SINGAPORE (Mar 1): Hotel Grand Central saw its earnings fall 27% to $38.6 million for the FY17 ended December, from $52.9 million a year ago.
This was mainly due to the absence of a one-off gain of $28.4 million on the disposal of Hotel Grand Chancellor, Surfers Paradise in 3Q16.
Total revenue rose 8% to $163.0 million in FY17, from $151.4 million a year ago.
The increase was mainly due to the maiden contribution of revenue by Grand Central Building in Christchurch, which started recognising rental income in Jan 2017, as well as the purchase of two new investment properties in Christchurch and Hamilton in New Zealand 3Q17.
Revenue from hotel operations and management edged up by 3% to $146.7 million in FY17, from $141.8 million a year ago, while revenue from rental income from investment properties surged 71% to $16.4 million in FY17, from $9.5 million a year ago.
Earnings per share (EPS) fell to 5.71 cents in FY17, from 7.97 cents a year ago.
As at end December, cash and cash equivalents stood at $260.8 million.
Hotel Grand Central has proposed a final dividend of 5 cents per share and a special dividend of 3 cents per share for FY17.
This is higher than total dividend of 6 cents per share a year ago, comprising a final dividend of 5 cents per share and a special dividend of 1 cent per share.

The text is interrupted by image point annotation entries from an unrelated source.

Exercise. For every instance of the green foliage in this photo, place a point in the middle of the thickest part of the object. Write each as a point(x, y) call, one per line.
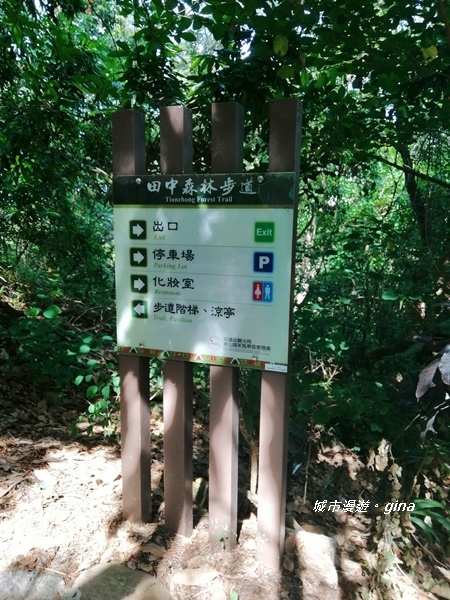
point(100, 380)
point(432, 517)
point(42, 341)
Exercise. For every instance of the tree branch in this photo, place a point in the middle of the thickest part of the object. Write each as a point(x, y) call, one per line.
point(410, 171)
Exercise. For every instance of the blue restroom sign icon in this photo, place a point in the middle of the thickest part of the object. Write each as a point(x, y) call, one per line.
point(263, 291)
point(263, 262)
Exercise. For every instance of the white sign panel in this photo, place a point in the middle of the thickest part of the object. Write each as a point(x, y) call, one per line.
point(205, 276)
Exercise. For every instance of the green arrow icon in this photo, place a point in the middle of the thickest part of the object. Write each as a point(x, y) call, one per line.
point(139, 309)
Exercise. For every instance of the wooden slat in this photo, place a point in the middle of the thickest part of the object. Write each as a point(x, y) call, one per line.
point(176, 157)
point(227, 155)
point(129, 159)
point(284, 155)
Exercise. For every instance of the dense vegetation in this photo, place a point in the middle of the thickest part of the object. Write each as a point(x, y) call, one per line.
point(373, 262)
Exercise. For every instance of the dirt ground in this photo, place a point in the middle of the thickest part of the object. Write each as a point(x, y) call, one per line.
point(60, 513)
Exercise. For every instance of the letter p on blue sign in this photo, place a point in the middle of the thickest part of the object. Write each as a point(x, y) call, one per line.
point(263, 262)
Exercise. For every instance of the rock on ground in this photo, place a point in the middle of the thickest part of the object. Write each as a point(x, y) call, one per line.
point(117, 582)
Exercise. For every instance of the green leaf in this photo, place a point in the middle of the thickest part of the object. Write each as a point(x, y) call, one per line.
point(52, 312)
point(91, 391)
point(286, 72)
point(280, 45)
point(389, 295)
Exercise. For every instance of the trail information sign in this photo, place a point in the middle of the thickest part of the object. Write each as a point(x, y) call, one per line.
point(203, 267)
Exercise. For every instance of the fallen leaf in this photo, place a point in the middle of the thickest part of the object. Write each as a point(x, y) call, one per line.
point(200, 576)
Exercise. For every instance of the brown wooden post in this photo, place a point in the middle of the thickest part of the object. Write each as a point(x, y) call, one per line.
point(284, 155)
point(227, 157)
point(176, 157)
point(129, 159)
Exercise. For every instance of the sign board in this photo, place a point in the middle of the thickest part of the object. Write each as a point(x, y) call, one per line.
point(203, 267)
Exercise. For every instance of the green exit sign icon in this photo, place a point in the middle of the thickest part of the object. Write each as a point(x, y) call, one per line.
point(264, 231)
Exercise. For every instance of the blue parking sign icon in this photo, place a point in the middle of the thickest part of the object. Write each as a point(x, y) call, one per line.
point(263, 262)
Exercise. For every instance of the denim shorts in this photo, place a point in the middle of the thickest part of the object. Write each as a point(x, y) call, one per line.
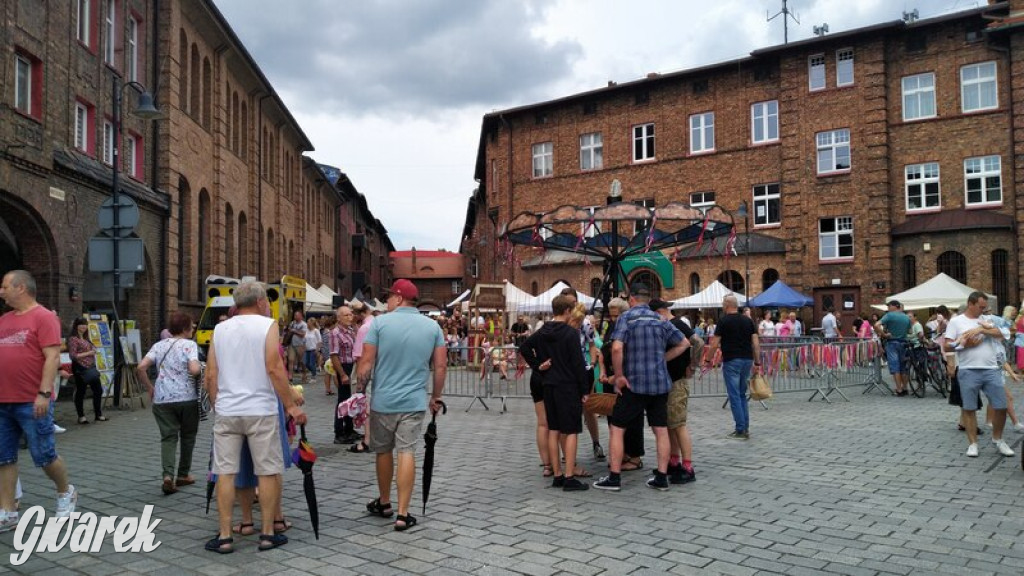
point(16, 419)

Looking ahead, the group says the hotel markets where it primarily operates in are generally expected to improve in 2018.
In addition, the group's two new investment properties in New Zealand are expected to contribute a full year's contribution to 2018 earnings, compared to a part year contribution to 2017 earnings.
Shares of Hotel Grand central closed 2 cents up at $1.48 on Thursday.